Juneau residents who appeared before the Regulatory Commission of Alaska during a public comment session all favored Alaska Electric Light & Power’s proposed rate increase.
Five locals showed up early Tuesday morning to make their voices heard.
RCA is holding hearings throughout the week to evaluate AEL&P’s request of a permanent 22 percent rate increase in energy charge components. A large part of the proceedings will examine the hydroelectric project at Lake Dorothy. Those that spoke in the hearings’ only scheduled public input session defended the utility’s practices and use of hydroelectric power.
Rick Shattuck, an insurance broker who works with AEL&P, spoke in favor of the company, saying he has found it to be a highly ethical company. He said that even with an increase, Juneau’s power rates would still be competitive with those in the state and at national levels. He also said the rates would still be better than those under diesel power, referring to AEL&P’s use of hydro power.
Next was Cathie Roemmich, chief executive officer for the Juneau Chamber of Commerce. She described how utility rates have been able to stay relatively low in Juneau compared to other areas that have seen rising electricity costs during the last 15 years. She credited this to the utility’s work and spoke admirably of its efforts, even in bad weather.
Roemmich added that Juneau also has a utility advantage in that because of its hydro capabilities, it doesn’t face as big of a threat from high oil prices as other places. She said her work through the Chamber has even allowed her to visit Lake Dorothy.
Shattuck and Roemmich also stated that Juneau People’s Power Project does not represent them.
Another speaker was James Clark, who directly said he’s in favor of the rate increase, particularly for the message it sends for hydro development.
Clark said the increase will encourage more hydro facilities and there are many communities looking at such possibilities. He said this is especially beneficial to rural areas, which can pay more than 60 cents per kilowatt-hour.

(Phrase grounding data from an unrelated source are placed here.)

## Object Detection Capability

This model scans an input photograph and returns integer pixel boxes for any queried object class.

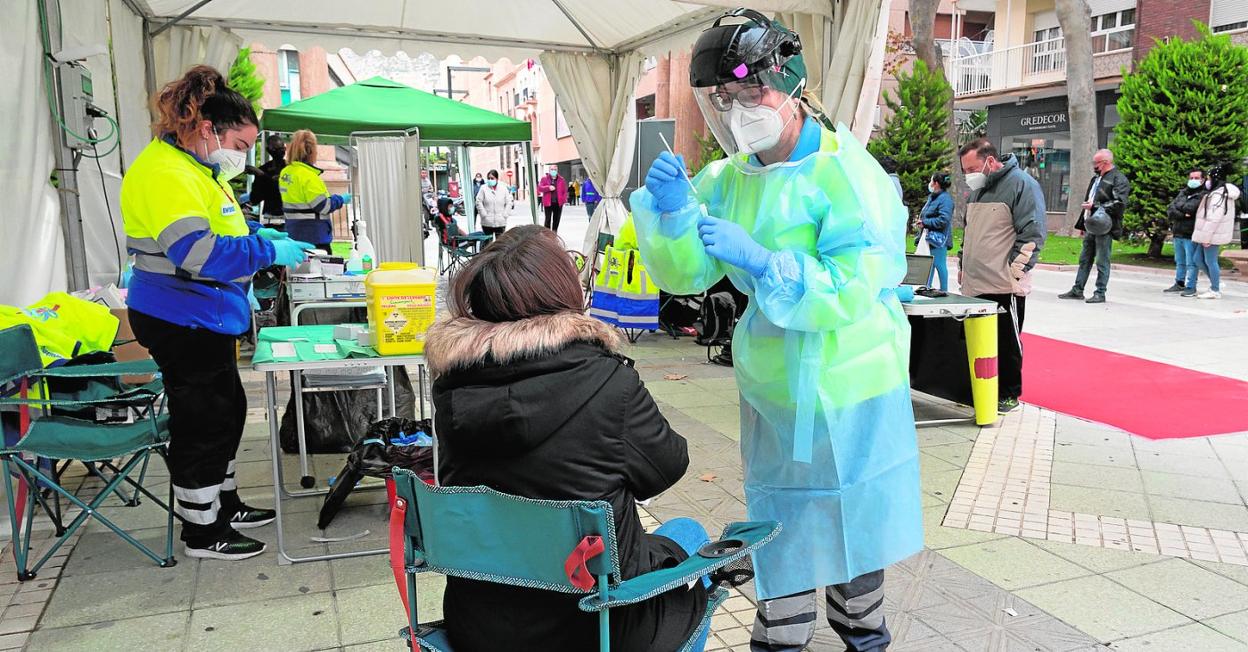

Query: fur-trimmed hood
[424,311,624,378]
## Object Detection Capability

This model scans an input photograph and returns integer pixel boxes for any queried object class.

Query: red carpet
[1020,334,1248,439]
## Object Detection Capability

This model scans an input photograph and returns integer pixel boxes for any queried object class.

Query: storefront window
[1003,134,1070,213]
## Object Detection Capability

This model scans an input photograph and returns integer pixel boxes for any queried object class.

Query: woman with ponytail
[120,65,314,560]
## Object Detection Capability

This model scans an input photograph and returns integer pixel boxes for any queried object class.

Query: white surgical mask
[965,172,987,191]
[929,184,939,194]
[207,132,247,181]
[726,83,802,155]
[1188,179,1203,189]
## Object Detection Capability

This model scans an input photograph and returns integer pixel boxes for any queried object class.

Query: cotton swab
[657,132,708,217]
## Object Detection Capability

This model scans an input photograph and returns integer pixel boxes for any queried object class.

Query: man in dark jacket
[1059,149,1131,303]
[1165,167,1207,293]
[242,134,286,222]
[958,138,1046,413]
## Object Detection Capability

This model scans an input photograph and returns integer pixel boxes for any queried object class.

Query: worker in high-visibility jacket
[280,129,351,253]
[121,65,314,562]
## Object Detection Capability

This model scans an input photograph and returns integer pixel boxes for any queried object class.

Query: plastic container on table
[365,263,437,356]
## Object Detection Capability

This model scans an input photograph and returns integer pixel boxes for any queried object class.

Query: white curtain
[540,51,645,265]
[0,1,66,305]
[356,134,424,266]
[821,0,888,142]
[152,25,242,89]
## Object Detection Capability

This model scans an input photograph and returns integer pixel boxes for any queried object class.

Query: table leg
[387,366,397,417]
[265,372,293,565]
[964,314,999,426]
[292,371,314,489]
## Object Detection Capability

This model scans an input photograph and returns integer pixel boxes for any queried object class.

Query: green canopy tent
[262,77,537,261]
[262,76,532,145]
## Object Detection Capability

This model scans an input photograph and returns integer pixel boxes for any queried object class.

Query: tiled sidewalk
[7,334,1248,650]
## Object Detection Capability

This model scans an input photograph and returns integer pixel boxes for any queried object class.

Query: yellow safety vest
[279,161,333,219]
[120,138,249,281]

“In Southeast, one of the things we can do is build hydro facilities,” said Clark.
He said this encouragement is particularly needed for private sector investors, as he doubts state grants will continue for such projects and so private development is needed.
He said the increase sends a message to private developers that they will be able to recover their costs.
He added that, as with any rate increase, AEL&P must make sure the amount is fair.
In July, 2010, RCA granted AEL&P and interim rate increase of 20 percent on energy and demand charges, which works out to about an 18 percent overal rate increase. That means a residential customer now pays 11.56 cents per kilowatt hour for power from November to May (peak) and 9.5 cents per kWh from June to October (off-peak), up from 9.63 and 7.92 cents per kWh, respectively, according to information found on AEL&P’s website. If AEL&P receives the permanent rate increase it has requested, rates would rise again to 11.94 cents per kWH during peak months and 9.82 cents per kWh in off-peak times.
Dan Lesh, an energy coordinator with Southeast Alaska Conservation Council, also feels the rate increase could be a good way to encourage productivity from the long-term perspective. He said hydro power is something SEACC has been trying to encourage.
Another citizen, Fred Morino, said he feels the rate increase is justified and that, while hydro projects are expensive, a 2 cents per kilowatt-hour increase sounds reasonable. He added he feels AEL&P has done a fantastic job in Southeast Alaska.
The RCA went into the scheduled hearing following the comments.